In our team and throughout Ball Aerospace, a culture of ownership means that if you are part of the team, you are part of the solution. In other words, everyone contributes to our overall mission, which is protecting what matters most:, from monitoring Earth’s vital signs with actionable environmental intelligence to ensuring the security of our nation through innovative technologies that span the warfighting domain. Team members aren’t left alone when things get busy or tough. Anyone can rely upon the greater group to come together. For every challenge that presents itself, we ask what we can do to help find the solution. All perspectives are welcome and robust dialogue is encouraged so that we can develop creative solutions. It’s our people who design and deliver innovative strategies and ultimately make Ball such a great place to work.

 

What are the essential behaviors for a leader looking to exemplify and spread a culture of ownership across a team of engineers?

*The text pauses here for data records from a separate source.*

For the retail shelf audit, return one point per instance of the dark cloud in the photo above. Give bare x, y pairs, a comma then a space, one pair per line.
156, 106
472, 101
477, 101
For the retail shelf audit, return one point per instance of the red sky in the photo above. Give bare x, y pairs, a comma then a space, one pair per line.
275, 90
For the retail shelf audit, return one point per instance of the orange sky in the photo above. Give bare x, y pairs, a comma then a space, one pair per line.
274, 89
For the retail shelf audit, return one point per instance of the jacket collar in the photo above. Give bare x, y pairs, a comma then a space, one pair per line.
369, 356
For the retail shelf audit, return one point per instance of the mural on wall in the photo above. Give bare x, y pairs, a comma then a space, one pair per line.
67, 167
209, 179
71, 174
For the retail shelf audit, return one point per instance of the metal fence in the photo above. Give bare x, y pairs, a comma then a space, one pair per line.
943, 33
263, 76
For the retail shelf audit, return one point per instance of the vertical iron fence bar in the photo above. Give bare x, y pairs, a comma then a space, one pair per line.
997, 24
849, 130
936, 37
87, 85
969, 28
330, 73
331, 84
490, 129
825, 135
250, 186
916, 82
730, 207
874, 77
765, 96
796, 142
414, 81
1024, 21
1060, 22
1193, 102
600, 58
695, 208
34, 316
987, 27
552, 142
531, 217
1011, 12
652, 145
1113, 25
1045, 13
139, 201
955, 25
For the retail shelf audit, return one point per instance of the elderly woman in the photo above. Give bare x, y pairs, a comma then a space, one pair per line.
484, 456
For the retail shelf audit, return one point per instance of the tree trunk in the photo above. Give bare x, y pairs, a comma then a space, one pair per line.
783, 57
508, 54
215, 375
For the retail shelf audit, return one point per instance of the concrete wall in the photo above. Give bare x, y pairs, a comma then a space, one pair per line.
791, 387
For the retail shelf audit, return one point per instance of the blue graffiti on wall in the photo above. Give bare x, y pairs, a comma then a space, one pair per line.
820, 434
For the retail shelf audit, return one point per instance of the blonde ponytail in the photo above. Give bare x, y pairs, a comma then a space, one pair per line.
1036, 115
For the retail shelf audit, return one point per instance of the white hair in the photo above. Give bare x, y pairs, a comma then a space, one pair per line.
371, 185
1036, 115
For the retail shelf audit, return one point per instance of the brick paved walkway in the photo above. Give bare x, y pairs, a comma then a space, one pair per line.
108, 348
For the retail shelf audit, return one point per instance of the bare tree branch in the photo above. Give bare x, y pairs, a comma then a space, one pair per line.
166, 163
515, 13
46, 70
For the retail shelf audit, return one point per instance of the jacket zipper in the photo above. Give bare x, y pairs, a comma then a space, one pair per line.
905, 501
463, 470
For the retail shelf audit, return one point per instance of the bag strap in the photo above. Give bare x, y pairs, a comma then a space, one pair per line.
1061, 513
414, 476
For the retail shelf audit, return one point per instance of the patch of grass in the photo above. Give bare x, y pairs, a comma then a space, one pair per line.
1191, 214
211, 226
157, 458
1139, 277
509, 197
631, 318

A leader consistently meets the commitments that they make, communicates when they cannot and admits when they make mistakes. In order to exemplify and spread a culture of ownership, individuals in leadership positions must lead by example in their collaboration, transparency and integrity, all at the heart of our culture at Ball Aerospace. A leader does not quickly dismiss concerns or point fingers but instead listens and explores to create a path toward success. They forge an inclusive workplace that fosters talent and new ideas. They encourage team members to give themselves grace and reach out for support when needed. Leaders provide space for team members to step up and contribute and then will recognize them for their contributions. With that, it never hurts to have fun and share the joy of every success that individuals and teams achieve.

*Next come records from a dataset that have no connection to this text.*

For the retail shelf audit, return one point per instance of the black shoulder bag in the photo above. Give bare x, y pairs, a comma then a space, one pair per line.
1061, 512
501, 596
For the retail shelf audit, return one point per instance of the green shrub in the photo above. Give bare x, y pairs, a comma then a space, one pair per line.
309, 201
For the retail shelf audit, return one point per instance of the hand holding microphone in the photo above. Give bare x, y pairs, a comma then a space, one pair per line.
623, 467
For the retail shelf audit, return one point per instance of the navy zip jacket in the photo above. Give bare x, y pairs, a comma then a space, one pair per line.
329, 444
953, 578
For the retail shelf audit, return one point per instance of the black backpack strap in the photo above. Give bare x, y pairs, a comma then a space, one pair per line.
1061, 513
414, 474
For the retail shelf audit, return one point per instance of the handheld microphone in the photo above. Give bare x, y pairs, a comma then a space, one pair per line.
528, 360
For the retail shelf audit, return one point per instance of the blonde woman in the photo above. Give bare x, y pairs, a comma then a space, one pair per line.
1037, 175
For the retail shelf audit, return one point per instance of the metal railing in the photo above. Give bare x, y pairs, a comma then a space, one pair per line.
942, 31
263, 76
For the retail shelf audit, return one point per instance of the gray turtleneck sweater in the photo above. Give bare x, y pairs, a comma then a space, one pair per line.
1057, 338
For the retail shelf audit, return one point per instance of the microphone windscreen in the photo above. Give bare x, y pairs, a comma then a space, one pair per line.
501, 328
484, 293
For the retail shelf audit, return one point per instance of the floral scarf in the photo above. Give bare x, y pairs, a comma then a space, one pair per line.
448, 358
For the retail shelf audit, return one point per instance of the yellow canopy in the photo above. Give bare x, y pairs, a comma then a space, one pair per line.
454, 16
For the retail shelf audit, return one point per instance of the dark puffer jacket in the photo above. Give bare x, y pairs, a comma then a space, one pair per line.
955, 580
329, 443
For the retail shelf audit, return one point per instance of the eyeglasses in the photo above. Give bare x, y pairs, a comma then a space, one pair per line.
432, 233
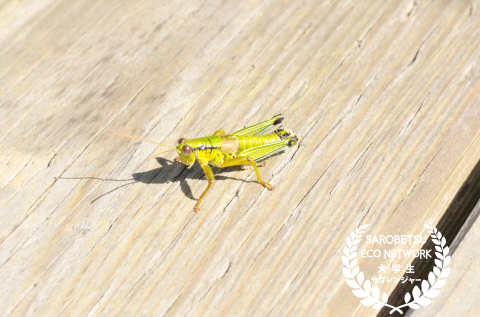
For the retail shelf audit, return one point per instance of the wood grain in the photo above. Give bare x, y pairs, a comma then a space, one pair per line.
385, 94
459, 295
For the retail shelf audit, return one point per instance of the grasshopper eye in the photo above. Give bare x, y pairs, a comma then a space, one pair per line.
187, 150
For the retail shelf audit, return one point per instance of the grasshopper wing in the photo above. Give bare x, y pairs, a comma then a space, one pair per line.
262, 152
259, 128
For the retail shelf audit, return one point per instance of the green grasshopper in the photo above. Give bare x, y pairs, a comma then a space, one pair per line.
247, 146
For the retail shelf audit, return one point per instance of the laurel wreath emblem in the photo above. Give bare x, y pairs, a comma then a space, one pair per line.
371, 296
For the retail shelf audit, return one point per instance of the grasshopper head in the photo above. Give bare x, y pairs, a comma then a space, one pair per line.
186, 152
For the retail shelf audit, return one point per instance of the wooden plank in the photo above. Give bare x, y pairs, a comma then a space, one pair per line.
459, 296
385, 94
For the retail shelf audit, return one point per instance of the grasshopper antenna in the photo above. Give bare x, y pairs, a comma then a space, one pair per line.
132, 137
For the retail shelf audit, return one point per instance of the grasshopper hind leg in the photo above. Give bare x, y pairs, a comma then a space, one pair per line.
247, 161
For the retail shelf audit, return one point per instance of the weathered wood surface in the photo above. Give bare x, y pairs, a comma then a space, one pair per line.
459, 297
386, 95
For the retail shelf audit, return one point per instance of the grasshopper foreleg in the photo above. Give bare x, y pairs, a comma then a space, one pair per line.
210, 179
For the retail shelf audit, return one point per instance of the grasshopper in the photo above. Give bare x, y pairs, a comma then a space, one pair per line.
247, 146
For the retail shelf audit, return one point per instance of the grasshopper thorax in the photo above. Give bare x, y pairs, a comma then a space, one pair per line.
186, 153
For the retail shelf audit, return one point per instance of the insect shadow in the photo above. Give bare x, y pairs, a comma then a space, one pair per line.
170, 171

Leaders provide space for team members to step up and contribute and then will recognize them for their contributions.”

 

What was your biggest challenge in spreading a culture of ownership when you first became a manager, and how did you overcome it?

As with many in leadership positions, I made it to where I am after being a very productive individual contributor in previous roles. I quickly learned that I needed to recognize and temper the temptation to do it all myself. Instead, delegating to others on the team helped to create space for others to grow. It allows for individuals to build ownership in the solution and enables our team to accomplish far more than otherwise could be done by one single person. My recommendation for ambitious engineers looking to move into leadership positions is to identify opportunities where you would like to contribute more within your program or organization and communicate that interest to your manager or supervisor. From a management perspective, it makes it much easier to delegate when you have someone eager for extra responsibility. We are proud to have so many pioneering minds at Ball Aerospace and intentionally develop career paths that help individuals learn and grow into new responsibilities.